I scour the garage, feeling like I just entered an alternate universe, and on some level I have. I have no clue what any of this shit is. Dilynne has done all of the maintenance on my truck over the years, and I’ve never thought twice about it. But that’s because I knew she was the expert.

But seeing her in her element now is making me wonder why I never really appreciated her skills before.

Maybe because she’s been too busy hating you and vice versa for you to notice, Elliot.

“Your interview was great, Dilynne. There’s no way anyone is going to doubt that you belong there.”

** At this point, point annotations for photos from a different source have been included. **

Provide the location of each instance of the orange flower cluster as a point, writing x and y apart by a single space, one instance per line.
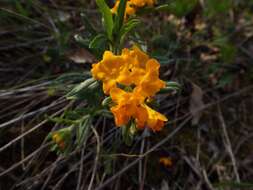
132 6
131 79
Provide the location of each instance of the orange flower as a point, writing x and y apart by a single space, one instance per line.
131 67
138 76
131 105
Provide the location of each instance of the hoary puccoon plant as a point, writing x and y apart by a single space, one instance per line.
122 85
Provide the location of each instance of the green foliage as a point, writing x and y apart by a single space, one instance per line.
99 44
107 17
128 27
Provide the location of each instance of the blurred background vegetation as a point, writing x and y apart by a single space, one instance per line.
205 45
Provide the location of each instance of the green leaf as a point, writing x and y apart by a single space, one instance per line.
128 27
88 25
98 42
107 17
120 17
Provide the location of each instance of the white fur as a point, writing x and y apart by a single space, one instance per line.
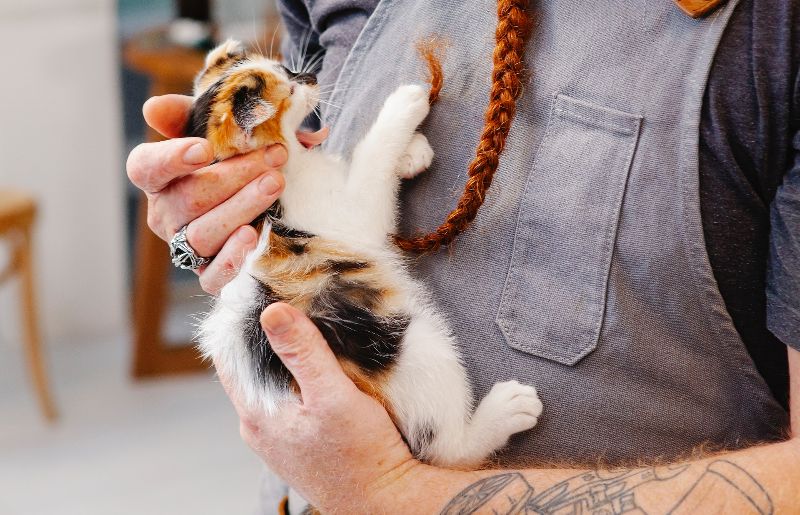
356 203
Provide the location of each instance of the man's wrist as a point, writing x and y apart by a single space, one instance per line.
416 487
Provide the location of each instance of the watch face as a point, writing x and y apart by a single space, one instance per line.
698 8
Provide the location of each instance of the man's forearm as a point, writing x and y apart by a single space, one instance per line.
759 480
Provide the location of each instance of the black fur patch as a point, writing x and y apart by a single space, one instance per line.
244 101
343 314
425 436
339 267
197 124
265 362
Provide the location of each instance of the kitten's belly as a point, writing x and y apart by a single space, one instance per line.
223 337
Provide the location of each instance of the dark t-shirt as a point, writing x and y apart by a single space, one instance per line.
750 122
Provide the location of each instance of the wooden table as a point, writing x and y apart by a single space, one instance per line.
171 69
17 217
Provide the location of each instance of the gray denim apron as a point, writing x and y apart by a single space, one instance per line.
585 273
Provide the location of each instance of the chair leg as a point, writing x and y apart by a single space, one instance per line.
33 346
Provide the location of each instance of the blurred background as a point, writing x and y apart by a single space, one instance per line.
104 405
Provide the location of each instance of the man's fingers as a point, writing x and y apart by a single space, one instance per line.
168 114
198 193
151 166
301 347
312 139
208 233
229 260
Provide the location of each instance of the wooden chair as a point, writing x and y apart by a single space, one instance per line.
17 215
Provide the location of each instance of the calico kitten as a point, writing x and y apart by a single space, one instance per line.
328 251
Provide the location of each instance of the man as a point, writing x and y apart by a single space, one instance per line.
637 258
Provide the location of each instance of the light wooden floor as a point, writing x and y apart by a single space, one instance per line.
158 447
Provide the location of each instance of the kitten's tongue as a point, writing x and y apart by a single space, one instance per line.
312 139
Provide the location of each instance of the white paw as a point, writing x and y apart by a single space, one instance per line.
509 408
417 159
408 103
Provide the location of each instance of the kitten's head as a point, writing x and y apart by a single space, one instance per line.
244 101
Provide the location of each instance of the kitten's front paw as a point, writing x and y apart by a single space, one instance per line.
509 408
408 103
417 159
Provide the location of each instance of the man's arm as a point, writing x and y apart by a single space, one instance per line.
339 449
759 480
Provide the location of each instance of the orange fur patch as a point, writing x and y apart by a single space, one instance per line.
226 137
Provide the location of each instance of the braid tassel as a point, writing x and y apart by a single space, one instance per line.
513 29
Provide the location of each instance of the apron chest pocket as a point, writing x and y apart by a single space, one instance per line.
554 297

“Ha. Easy for you to say. The thing is, I did that interview before I ran into Vinnie, thank God. Because after that conversation, the drive home was…” Her jaw tightens as she looks away from me. “Not fun.”

“He really did a number on you, didn’t he?”

Our gazes lock.

“Tori did a number on you too, huh?” she fires back.

“She did.”

Dilynne didn’t just check on me over the past year because she was trying to be my friend. She did it because she has firsthand experience with the type of betrayal I went through—something she’s vaguely communicated to me, but tonight, it all became so much clearer.

Fuck. Why does this make me even more drawn to her?

“When you let someone in and they make you question yourself, it’s pretty hard to recover from it.”

“I can see now why you understand that so much.”

She lifts her eyebrows. “Yup. Lucky me.”

Before she can close herself off again, I step closer to her, her eyes tracking my movements until our chests are practically pressed together once more. Every nerve in my body fires, burning hotter and faster with each time we touch.

I’m in so much fucking trouble, but I’m beginning to think there’s no better person to get in trouble with than Dilynne.

Tipping her chin up with my thumb and forefinger, I wait for her gaze to soften before I speak. “I promise that while I’m at that show with you, I won’t let anyone doubt that you belong there, okay?”

Her eyes widen. “Is that so?”

“Well, I mean, that was one of the rules you suggested, right? For me to show admiration for you?”

She nods once. “It was.”

“If there is anything that I have learned about you over the years, Dilynne Clark, it’s that you are not someone to underestimate in the slightest. And I’m sorry that some insecure man made you doubt yourself in the first place.”

Dilynne grows so quiet that I’m afraid I’ve said the wrong thing. But when she finally replies, it nearly rocks me. “Thank you,” she says in barely a whisper. “You have no idea how much I needed to hear that.”